Why a small business owner is suing Gov. Abbott over Rio Grande buoys


EAGLE PASS — At 62, retired teacher Jessie Fuentes was hoping to supplement his pension by running a small kayaking tour company on the river where his dad taught him to swim and where he and his buddies growing up used to have mud ball fights.

And for more than four years, the retirement dream was coming true. That is , until the Rio Grande in Eagle Pass was transformed into a militarized zone as part of Gov. Greg Abbott’s border enforcement policy.

Now Fuentes is suing the governor, saying his newly installed floating barrier system has killed his business and is destroying the natural beauty, and natural flow of the river that separates Texas from Mexico.

Eagle Pass native Jessie Fuentes, owner of Epi’s Canoe and Kayak, stand in front of a militarized area of the Rio Grande on Thursday, July 20, 2023, in Eagle Pass, Texas.
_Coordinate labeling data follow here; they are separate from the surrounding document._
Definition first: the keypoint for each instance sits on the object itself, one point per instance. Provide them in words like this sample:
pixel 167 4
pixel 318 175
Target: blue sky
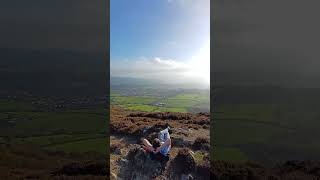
pixel 169 32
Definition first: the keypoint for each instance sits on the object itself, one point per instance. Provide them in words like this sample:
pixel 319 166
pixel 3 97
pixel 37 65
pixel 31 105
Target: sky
pixel 77 25
pixel 266 42
pixel 165 40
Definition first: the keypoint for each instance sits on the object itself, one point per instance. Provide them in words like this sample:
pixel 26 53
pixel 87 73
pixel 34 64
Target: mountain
pixel 52 71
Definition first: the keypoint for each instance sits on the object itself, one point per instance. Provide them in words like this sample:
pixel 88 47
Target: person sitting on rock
pixel 161 146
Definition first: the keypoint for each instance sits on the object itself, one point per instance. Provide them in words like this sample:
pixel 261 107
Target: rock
pixel 183 163
pixel 140 166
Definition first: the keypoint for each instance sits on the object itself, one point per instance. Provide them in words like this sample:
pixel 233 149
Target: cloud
pixel 164 70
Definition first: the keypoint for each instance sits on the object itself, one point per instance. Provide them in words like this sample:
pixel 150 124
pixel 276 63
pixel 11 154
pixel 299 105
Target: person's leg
pixel 167 143
pixel 147 145
pixel 165 147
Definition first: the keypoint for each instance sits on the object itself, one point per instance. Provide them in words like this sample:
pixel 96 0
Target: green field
pixel 76 130
pixel 264 132
pixel 183 102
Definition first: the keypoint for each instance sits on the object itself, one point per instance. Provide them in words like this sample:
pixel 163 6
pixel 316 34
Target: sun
pixel 199 65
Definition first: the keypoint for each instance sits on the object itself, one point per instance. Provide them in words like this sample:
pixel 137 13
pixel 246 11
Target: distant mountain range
pixel 53 71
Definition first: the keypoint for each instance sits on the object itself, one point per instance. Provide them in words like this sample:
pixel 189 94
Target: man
pixel 161 145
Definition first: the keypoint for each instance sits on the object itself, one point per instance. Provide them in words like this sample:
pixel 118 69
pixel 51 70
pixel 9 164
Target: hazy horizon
pixel 142 48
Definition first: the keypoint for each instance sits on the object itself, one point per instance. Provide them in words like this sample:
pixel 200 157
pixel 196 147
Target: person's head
pixel 156 143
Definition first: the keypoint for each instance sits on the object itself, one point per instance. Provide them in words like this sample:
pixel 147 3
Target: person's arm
pixel 166 143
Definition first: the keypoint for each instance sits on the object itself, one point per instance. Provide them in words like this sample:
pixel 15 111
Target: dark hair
pixel 156 143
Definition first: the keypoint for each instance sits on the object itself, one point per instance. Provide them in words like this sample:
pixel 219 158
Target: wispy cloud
pixel 163 70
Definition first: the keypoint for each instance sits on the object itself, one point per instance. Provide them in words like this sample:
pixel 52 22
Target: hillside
pixel 188 130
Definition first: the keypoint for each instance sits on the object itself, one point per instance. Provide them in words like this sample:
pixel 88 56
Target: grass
pixel 229 154
pixel 93 145
pixel 83 127
pixel 179 103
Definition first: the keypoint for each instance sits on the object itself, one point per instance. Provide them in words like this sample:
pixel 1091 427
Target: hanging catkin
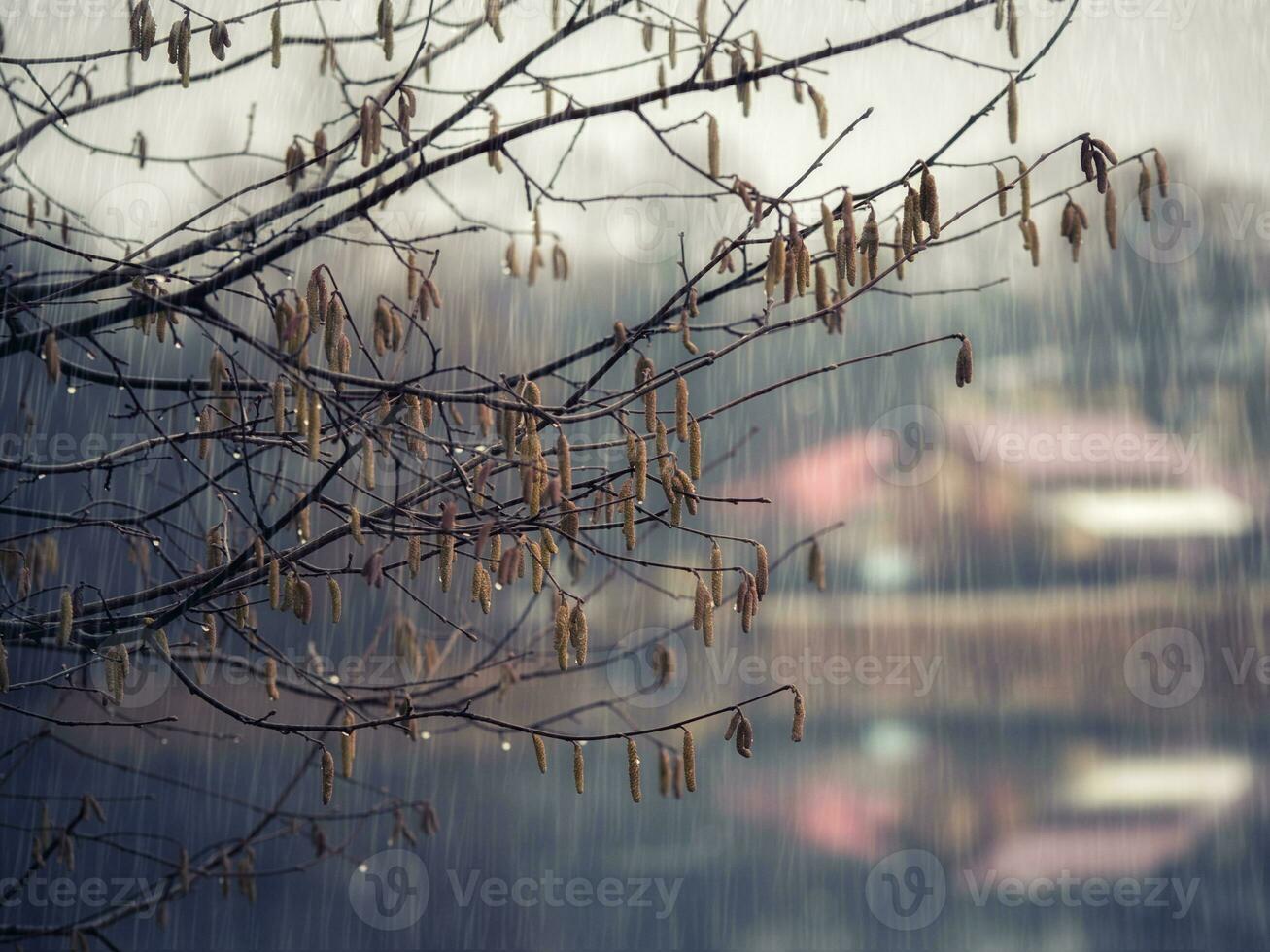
pixel 66 619
pixel 870 241
pixel 327 776
pixel 578 633
pixel 274 584
pixel 716 572
pixel 347 746
pixel 633 769
pixel 929 201
pixel 337 600
pixel 1162 173
pixel 540 753
pixel 681 409
pixel 52 357
pixel 690 761
pixel 1109 216
pixel 1145 189
pixel 1024 190
pixel 183 40
pixel 562 634
pixel 1013 111
pixel 628 493
pixel 964 363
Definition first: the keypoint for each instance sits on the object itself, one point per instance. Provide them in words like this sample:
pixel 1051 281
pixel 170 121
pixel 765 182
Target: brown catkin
pixel 52 357
pixel 540 753
pixel 633 769
pixel 681 410
pixel 695 450
pixel 274 584
pixel 964 363
pixel 562 634
pixel 690 762
pixel 66 620
pixel 347 748
pixel 929 199
pixel 628 495
pixel 1013 111
pixel 716 572
pixel 578 633
pixel 1110 216
pixel 413 555
pixel 1145 191
pixel 271 678
pixel 1024 190
pixel 327 776
pixel 337 599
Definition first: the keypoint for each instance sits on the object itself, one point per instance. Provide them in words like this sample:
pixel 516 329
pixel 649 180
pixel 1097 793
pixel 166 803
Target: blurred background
pixel 1037 678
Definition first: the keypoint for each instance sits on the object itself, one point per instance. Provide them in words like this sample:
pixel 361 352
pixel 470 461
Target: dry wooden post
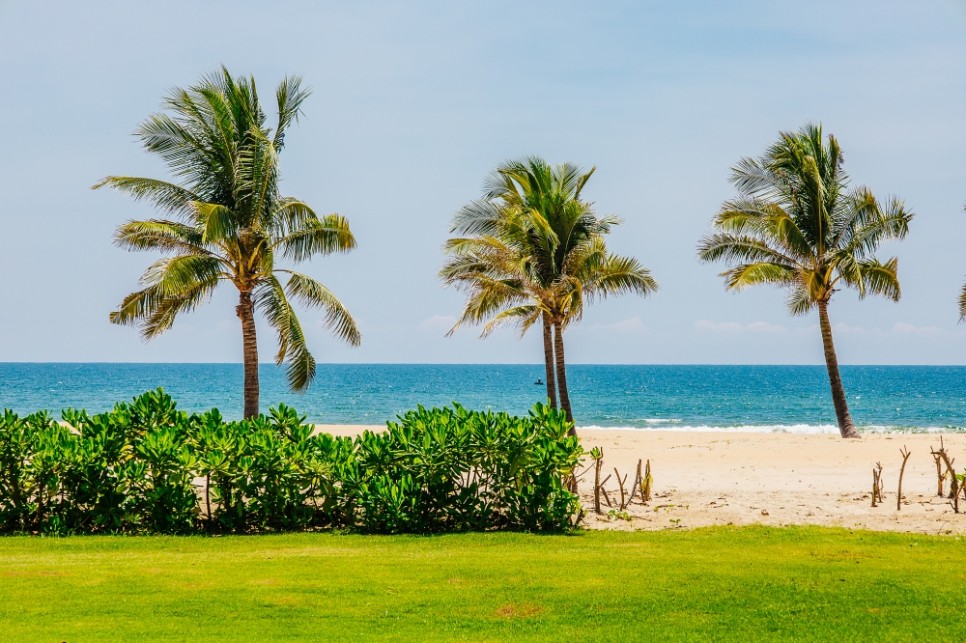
pixel 603 491
pixel 953 480
pixel 905 457
pixel 621 482
pixel 647 483
pixel 598 463
pixel 877 484
pixel 940 474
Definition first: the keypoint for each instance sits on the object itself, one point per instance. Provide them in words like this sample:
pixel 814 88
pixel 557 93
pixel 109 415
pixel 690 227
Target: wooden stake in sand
pixel 905 456
pixel 877 484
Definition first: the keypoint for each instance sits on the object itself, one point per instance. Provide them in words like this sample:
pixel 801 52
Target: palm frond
pixel 316 236
pixel 271 300
pixel 167 197
pixel 156 234
pixel 312 294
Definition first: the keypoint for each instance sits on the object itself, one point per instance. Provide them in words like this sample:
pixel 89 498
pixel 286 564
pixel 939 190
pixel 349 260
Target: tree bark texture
pixel 548 362
pixel 846 428
pixel 562 376
pixel 246 313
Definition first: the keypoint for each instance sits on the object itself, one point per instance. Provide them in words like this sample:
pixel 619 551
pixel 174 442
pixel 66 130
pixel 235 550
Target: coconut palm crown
pixel 225 220
pixel 533 251
pixel 796 224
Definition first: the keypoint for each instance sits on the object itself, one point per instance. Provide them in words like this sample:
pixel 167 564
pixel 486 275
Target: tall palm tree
pixel 796 224
pixel 533 251
pixel 230 223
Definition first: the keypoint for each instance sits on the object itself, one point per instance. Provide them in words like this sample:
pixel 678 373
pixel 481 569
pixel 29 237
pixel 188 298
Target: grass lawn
pixel 724 584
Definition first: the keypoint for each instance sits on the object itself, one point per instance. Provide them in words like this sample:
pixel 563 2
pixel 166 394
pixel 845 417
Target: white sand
pixel 721 478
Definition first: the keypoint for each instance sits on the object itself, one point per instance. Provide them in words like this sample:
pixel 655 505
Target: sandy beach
pixel 725 478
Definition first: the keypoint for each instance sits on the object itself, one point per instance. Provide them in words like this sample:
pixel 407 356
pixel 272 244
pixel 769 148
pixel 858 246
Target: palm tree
pixel 795 224
pixel 533 251
pixel 230 223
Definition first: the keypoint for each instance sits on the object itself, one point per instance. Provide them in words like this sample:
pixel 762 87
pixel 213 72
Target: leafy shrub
pixel 456 470
pixel 147 467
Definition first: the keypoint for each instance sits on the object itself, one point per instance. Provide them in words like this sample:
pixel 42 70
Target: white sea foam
pixel 774 428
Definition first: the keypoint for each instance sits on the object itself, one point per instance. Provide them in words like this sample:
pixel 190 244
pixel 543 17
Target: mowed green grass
pixel 722 584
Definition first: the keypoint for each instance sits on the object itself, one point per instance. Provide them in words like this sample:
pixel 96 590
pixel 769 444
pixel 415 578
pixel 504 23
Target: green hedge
pixel 148 467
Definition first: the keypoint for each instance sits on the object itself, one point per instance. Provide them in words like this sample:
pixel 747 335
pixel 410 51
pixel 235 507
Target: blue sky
pixel 414 103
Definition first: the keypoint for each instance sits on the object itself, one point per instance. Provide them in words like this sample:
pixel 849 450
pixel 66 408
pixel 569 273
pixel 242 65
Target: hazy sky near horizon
pixel 414 103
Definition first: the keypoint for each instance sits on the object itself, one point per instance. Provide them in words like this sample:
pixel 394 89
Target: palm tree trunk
pixel 562 376
pixel 846 428
pixel 548 361
pixel 246 313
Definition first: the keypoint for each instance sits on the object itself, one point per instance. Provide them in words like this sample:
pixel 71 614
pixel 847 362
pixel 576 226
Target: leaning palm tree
pixel 230 223
pixel 795 224
pixel 533 252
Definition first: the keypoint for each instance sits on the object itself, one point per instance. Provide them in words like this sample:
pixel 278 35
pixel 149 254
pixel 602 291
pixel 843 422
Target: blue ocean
pixel 725 398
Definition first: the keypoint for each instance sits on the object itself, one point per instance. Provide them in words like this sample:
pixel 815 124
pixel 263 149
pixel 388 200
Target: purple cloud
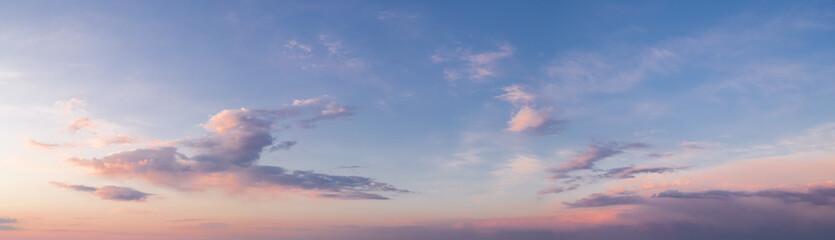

Fuentes said an area between the shoreline and an island was filled in for vehicular access and covered in razor wire.

“They took away something that doesn’t belong to them,” Fuentes said in an interview as he watched from a bluff the buildup of military vehicles, layers of razor wire and buoys that now makes his stretch of the Rio Grande inaccessible to people like him whose lives and the river have long been intertwined.